その真剣な眼差しに、トトノは優しく微笑んだ。
「そうですね。もう少し彼と話してみます」
それを聞いた奈々香はホッと息を吐く。
「それにしても、休日まで気を使わせてしまって済みませんでした。この話のために、わざわざ足を運んでくれてんですよね?」
「え、あッ。いや、喫茶店でご飯を食べたかったのは本当なので、わざわざではないですよ」
しっかりとバレていた事に焦りながら否定すると、トトノは再び笑った。
「うれしいんです。私たちの事を真剣に考えてくれている人が、一人でも居てくれたってわかったので」
「当然です。私はアンドロイド共生課の職員ですし、何よりも貴方たちには幸せになってもらいたいんです」
噓偽りのない本心だった。2人の幸福を邪魔はさせたくないと奈々香は考えていた。
「本当にありがとうございます」
彼女は頭を下げ、嬉しそうにしていた。
その後の2人は、職員でもなく相談者でもなく、友人のように談笑をしていた。時間が経つのも忘れ、互いの事を話題にして楽しんだのだった。

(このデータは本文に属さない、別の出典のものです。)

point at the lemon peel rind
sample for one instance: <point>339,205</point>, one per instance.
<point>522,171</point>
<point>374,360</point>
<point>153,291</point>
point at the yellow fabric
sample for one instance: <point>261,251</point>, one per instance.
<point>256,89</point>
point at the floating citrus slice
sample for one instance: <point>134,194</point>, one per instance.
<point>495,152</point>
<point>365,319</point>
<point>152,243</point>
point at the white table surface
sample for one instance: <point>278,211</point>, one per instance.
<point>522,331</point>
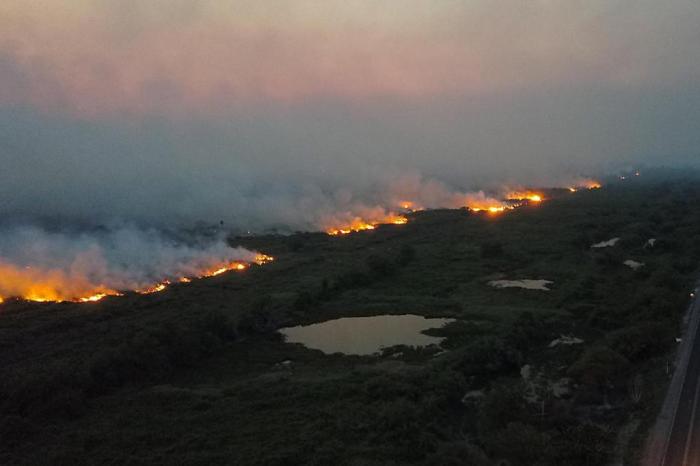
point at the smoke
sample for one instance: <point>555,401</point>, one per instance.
<point>40,264</point>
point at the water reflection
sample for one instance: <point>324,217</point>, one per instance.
<point>365,335</point>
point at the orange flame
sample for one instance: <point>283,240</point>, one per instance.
<point>359,224</point>
<point>53,286</point>
<point>525,196</point>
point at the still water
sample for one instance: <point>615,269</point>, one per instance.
<point>365,335</point>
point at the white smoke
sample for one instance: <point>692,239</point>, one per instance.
<point>69,265</point>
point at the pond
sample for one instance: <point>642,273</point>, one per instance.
<point>365,335</point>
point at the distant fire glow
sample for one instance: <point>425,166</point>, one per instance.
<point>31,284</point>
<point>525,196</point>
<point>359,224</point>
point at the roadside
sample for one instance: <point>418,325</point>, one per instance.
<point>660,436</point>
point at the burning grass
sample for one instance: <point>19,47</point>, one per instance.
<point>30,284</point>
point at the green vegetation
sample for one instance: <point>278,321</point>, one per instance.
<point>199,375</point>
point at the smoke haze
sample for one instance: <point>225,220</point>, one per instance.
<point>304,115</point>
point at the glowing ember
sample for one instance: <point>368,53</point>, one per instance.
<point>261,259</point>
<point>95,297</point>
<point>32,284</point>
<point>155,288</point>
<point>491,209</point>
<point>361,225</point>
<point>525,196</point>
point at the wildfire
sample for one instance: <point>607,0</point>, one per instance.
<point>525,196</point>
<point>359,224</point>
<point>31,285</point>
<point>491,209</point>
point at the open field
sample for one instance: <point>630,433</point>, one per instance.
<point>195,374</point>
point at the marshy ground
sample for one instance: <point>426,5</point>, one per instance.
<point>198,373</point>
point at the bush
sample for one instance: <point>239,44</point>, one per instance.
<point>488,356</point>
<point>598,366</point>
<point>640,341</point>
<point>380,266</point>
<point>518,443</point>
<point>502,405</point>
<point>458,454</point>
<point>491,249</point>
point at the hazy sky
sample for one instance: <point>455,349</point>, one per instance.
<point>271,112</point>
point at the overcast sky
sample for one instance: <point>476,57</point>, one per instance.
<point>270,112</point>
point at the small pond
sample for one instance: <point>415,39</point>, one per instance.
<point>365,335</point>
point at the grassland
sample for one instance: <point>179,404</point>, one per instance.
<point>193,375</point>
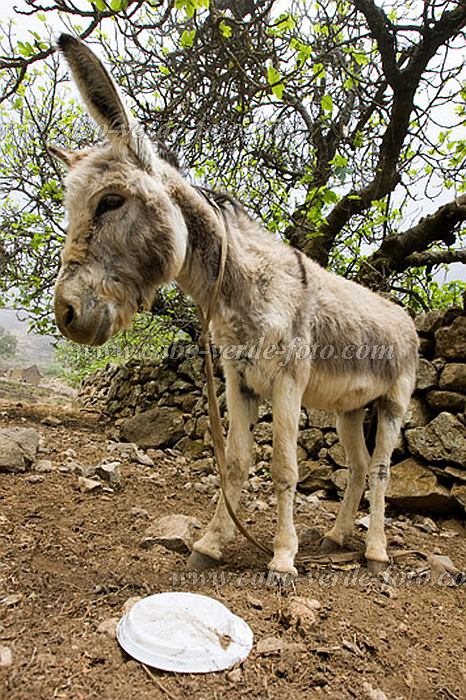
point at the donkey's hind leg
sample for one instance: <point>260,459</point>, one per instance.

週が開けて月曜日。忙しく仕事をしていた奈々香に一本の電話が入った。
スマートフォンの着信を見ると、トトノの名前が表示されている。
「何か進展でもあったかな」
喫茶店で話した日に、折角だからと電話番号を交換していた。何か相談があったら連絡をしてほしいと言っておいたので、結婚の事だろうと思い電話に出た。
「もしもし」
気軽に応答した奈々香に対し、電話口のトトノは緊迫した声だった。
「奈々香さん。大変なことになってしまっていて。助けください」
「どうしました? 詳しく話してください」
相手を慌てさせないように平静を装って聞き出そうとする。
「今日、彼と一緒に彼のお母さんに会う予定だったんです。話し合いの場を設けてもらって、なにか解決の糸口を見つけたかったんです。でも家に行ってみると、反アンドロイドの団体がいて、お母さんを責め立てているんです」
なぜそうなっているのかは分からないが、緊急事態なのは理解した。
「トトノさんたちは近くにいますか?」
「亨が止めに行きました。私は待っているように言われて」
「わかりました。すぐに私たちが向かうので、トトノさんは絶対に近づかないでください」
通話を切ると、いつの間にか横に立っていた門倉が口を開いた。
「何かあったの?」
「はい。山本さんの家に反アンドロイドの団体が押しかけたみたいです。とりあえず行ってきます」
急いで席を立つ奈々香を門倉が制した。
「急ぎたい気持ちはわかるが落ち着きなさい。君が慌てては助けられるものも助けられないでしょ」
その通りだった。門倉の言葉で冷静さを取り戻した奈々香は、1人の先輩の方を見る。
「まずは警察に連絡入れろ。後は必要な道具一式持って降りてこい」
雅嗣はそれだけ言うと席を立ち、課を出ていった。
奈々香は言われた通りに動き、書類やデジタルカメラ等を抱えて出ていった。